Is it a company’s leadership, ultimately hired by the company’s owners, the shareholders. or is it a couple of proxy advisers, whose income depends on being the ones consulted over management decisions?

Exxon Mobil, having grown fed up with the anti-business climate of New York, has put before its owners, its shareholders, the proposition that the company should go out from New York, move to Texas, and redomicile there.

The two largest Proxy Advisors aggregate to somewhere between 90% and 97% of the American proxy advisory market. The two, Glass Lewis and Institutional Shareholder Services, are pushing those shareholders to reject the move.

(Aside: they’re not even American companies. Glass Lewis, although headquartered in San Francisco, is owned by Peloton Capital Management, a Canadian company. Institutional Shareholder Services, although headquartered in Rockville, MD, is owned by the German company, Deutsche Börse AG.)

Their motive is obvious. Texas, for instance,

lets companies domiciled in the state require that investors hold at least $1 million in market value, or 3% of voting shares, for six months to submit shareholder proposals. Companies can also require shareholders to own at least 3% of shares to bring lawsuits for breaches of fiduciary duty and self-dealing.

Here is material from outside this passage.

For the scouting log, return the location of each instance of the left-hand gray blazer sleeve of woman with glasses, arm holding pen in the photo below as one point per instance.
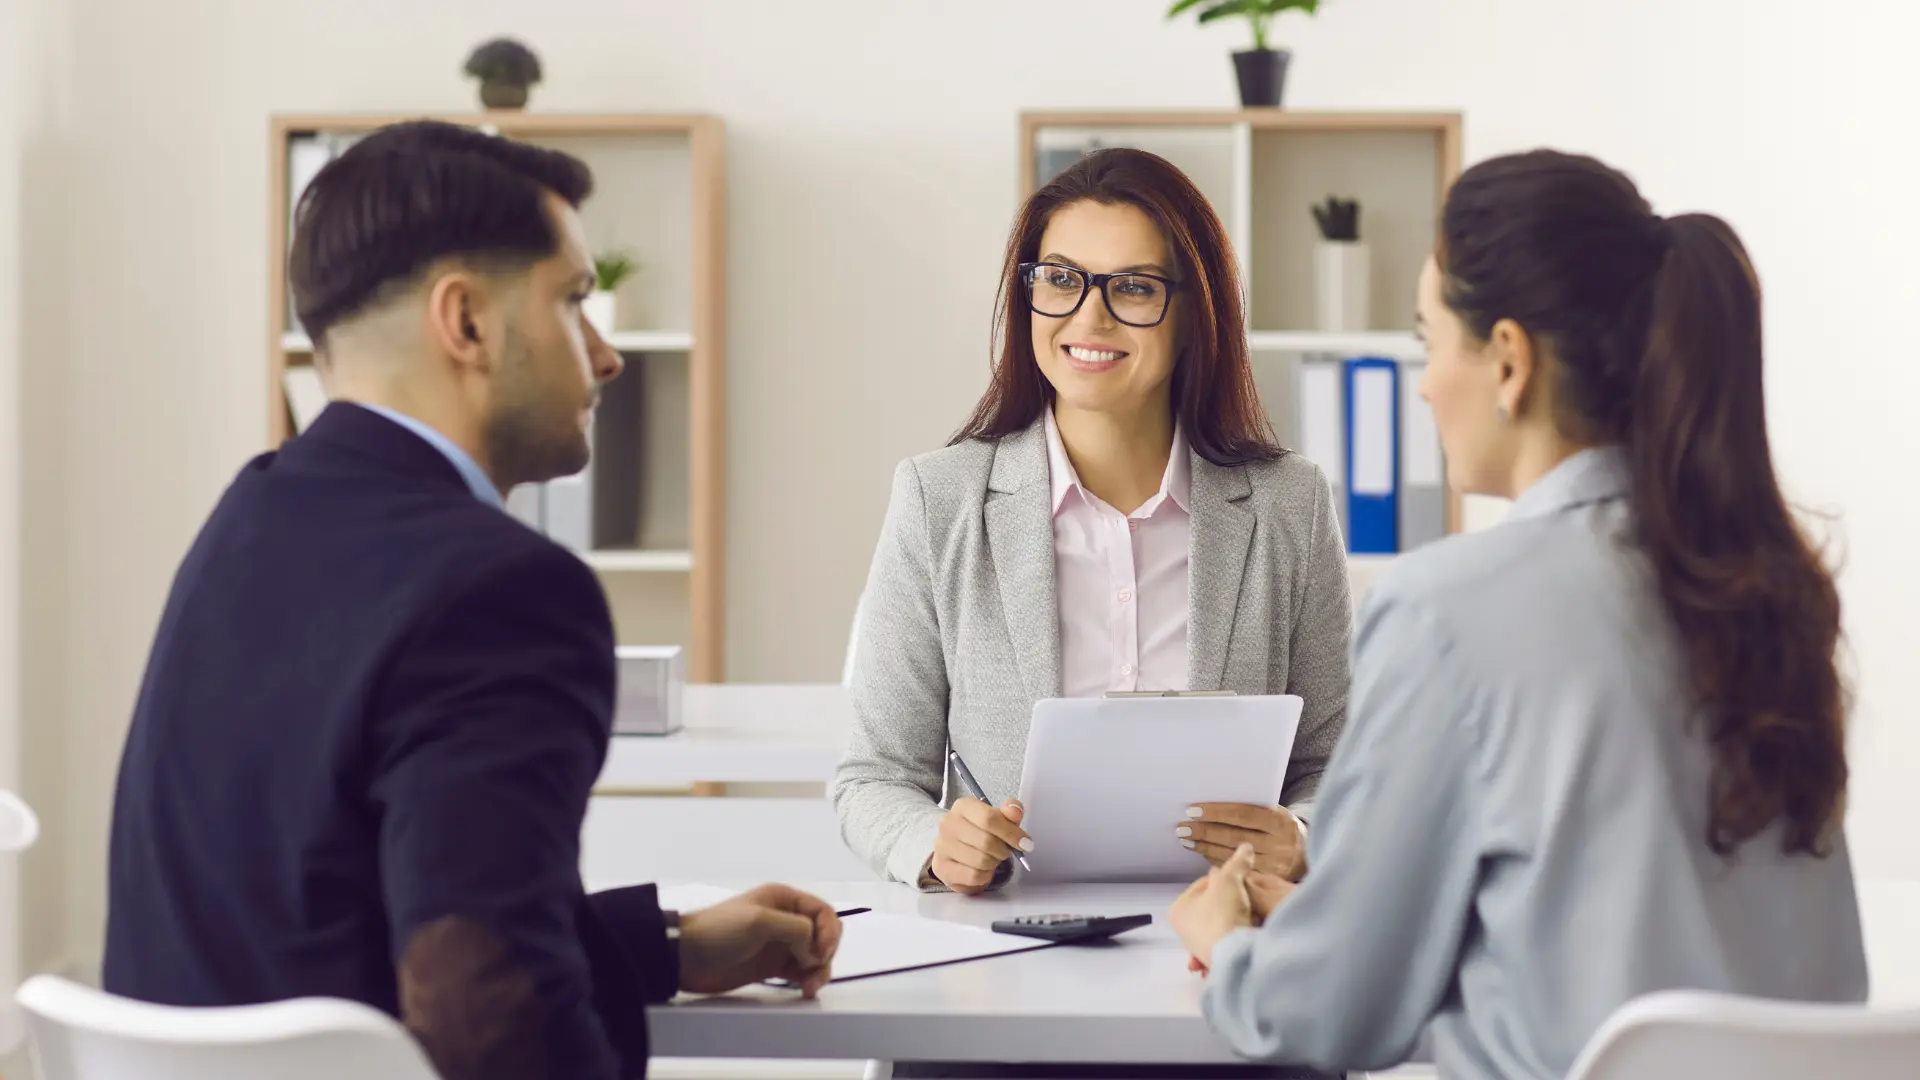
(888, 787)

A successful move to Texas would encourage lots more companies to leave States with high business taxes, excessive regulatory environments, and especially relevant to this context, a heavily advisor-permissive suite of regulations. This is a significant reduction in the “advisors'” ability to…influence…the companies they choose to target.

Who runs, then, Exxon Mobil: the shareholders or Glass Lewis and Institutional Shareholder Services?